United States manufacturing activity contracted for the first time in three years in November under pressure from falling energy prices, the stronger dollar and slowing global growth, a survey shows.
The Institute for Supply Management purchasing managers index for the manufacturing sector dropped to 48.6 in November from an October reading of 50.1 that was just a tick inside growth territory. The contraction, the first since November 2012, was unexpected, with analysts on average forecasting an increase to 50.4 on the index.
The fact that the manufacturing ISM declined in November to its lowest level since June 2009, i.e. since the end of the Great Recession, is unequivocally a very bad surprise, said Harm Bandholz, chief US economist at UniCredit Research.
But, he pointed out, manufacturing only represents about 12% of the US economy and less than 10% of total employment, and the much more important services sector has continued to do very well. Ten out of the 18 manufacturing industries surveyed reported contraction in November, with lower new orders, production and raw materials inventories accounting for the overall softness, the ISM said.
New orders fell particularly hard, tumbling four points to 48.9. Production dropped 3.7 points to 49.2. Both components had been growing in October.
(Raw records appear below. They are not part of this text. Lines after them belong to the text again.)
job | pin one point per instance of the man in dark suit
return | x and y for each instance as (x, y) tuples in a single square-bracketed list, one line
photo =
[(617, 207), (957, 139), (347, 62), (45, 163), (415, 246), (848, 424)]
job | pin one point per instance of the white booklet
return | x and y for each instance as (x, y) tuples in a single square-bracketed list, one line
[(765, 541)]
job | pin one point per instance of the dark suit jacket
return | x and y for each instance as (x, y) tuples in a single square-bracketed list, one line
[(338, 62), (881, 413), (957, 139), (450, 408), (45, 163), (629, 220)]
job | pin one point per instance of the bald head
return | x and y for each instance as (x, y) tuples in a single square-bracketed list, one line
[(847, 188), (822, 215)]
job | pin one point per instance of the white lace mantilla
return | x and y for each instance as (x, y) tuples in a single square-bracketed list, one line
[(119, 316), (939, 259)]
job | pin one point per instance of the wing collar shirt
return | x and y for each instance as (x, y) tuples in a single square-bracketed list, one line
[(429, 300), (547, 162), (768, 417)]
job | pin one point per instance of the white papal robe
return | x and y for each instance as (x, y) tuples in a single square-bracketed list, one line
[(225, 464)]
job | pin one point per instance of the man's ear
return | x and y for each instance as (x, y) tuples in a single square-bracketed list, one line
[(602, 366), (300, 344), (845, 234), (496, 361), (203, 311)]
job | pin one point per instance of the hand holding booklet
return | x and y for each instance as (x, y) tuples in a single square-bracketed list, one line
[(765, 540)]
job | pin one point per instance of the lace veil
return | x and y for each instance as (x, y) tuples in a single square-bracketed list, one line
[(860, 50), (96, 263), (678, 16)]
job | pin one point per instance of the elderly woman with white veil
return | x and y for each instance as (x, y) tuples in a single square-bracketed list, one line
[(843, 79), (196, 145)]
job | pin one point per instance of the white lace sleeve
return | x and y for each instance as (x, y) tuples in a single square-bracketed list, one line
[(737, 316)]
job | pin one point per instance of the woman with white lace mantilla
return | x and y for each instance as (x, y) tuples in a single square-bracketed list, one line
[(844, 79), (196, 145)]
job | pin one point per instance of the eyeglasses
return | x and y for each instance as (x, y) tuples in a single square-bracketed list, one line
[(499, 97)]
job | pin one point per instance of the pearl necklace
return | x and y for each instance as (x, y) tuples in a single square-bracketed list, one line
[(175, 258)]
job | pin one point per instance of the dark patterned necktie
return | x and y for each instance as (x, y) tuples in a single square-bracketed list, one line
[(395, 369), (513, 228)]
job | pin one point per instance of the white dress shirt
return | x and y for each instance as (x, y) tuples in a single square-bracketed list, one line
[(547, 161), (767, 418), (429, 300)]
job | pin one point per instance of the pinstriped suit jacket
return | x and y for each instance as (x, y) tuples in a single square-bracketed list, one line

Inventories contracted at a faster pace, while customers' inventories fell slightly but were still considered to be too high for the fourth straight month.
Downturn in China and European markets are negatively affecting our business, one survey respondent in the machinery sector. ”The oil and gas industry is realizing that (the) 'low' oil prices are now the new reality with expectations to continue at this level for some time”, said a purchasing manager in the sector.